Howard's case was brought before Lord Glenelg, the colonial secretary in February 1838. Glenelg consulted both Bond Head and his successor, George Arthur; Head stood firm in his position; though Arthur agreed, he did obtain a report from the Executive Council in May 1838, signed by Robert Baldwin Sullivan, Allan, and Augustus Baldwin. Although supporting Howard's political neutrality, it upheld Head's action to dismiss Howard. Lord Glenelg chose not to act and would let the matter rest. During the Rebellion, William Lyon Mackenzie entered Howard's house, harassed his wife, and commandeered provisions for the rebel troops.

After Howard's wrongful dismissal, postal operations were moved in 1839 to a location at Front and Yonge Streets in Toronto.

===Later years===
After losing his job at the Post Office, he was employed as Treasurer of the Home District from 1842 to 1866, also serving as Secretary of the Upper Canada Bible Society and serving on the Board of Education from 1846 to his death in 1866.

Howard was granted a coat of arms on January 23, 1857, bearing the motto "PRO FIDE" by Letters Patent. At the time of issuance, Howard was a Justice of the Peace and the Treasurer of the United Counties of York and Peel.

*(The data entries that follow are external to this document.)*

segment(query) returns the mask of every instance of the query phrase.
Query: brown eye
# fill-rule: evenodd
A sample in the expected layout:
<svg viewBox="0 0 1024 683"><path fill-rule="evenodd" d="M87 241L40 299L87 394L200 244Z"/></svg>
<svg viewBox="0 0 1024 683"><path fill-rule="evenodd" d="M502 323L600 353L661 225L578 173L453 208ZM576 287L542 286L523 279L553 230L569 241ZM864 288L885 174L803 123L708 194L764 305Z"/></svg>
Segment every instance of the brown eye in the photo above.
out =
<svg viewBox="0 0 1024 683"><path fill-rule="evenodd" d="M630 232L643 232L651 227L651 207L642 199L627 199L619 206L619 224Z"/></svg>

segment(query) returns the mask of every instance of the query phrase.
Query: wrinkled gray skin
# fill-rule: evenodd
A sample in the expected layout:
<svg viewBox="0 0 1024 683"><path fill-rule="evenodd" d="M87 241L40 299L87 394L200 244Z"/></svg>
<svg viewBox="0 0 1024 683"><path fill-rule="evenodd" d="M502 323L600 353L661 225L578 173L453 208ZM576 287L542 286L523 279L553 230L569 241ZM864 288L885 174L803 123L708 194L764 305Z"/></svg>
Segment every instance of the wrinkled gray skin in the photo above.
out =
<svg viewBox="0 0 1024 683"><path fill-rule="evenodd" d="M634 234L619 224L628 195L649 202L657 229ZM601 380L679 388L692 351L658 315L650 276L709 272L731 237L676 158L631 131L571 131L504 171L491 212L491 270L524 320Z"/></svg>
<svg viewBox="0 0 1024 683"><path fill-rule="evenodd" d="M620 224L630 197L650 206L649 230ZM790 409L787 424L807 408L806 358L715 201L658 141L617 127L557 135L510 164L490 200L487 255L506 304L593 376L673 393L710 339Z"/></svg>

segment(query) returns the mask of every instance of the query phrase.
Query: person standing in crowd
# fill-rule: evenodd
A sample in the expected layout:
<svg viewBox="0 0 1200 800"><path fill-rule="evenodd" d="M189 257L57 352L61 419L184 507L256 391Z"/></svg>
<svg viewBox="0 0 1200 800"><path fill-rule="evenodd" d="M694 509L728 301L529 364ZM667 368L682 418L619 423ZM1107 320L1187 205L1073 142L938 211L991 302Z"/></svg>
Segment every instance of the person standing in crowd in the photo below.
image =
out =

Howard died on March 1, 1866, in Toronto, Canada West.

==Legacy==
His firing has been called "the best documented drama of the 1837 Rebellion" by one source. Another source explains "Ultimately, the shadowy prejudices and self-interest of the ruling colonial elite, the Family Compact, conspired to deny justice to a man not part of the in-crowd. He fought and fought and fought for a year and a half, and eventually lost his house and his farm."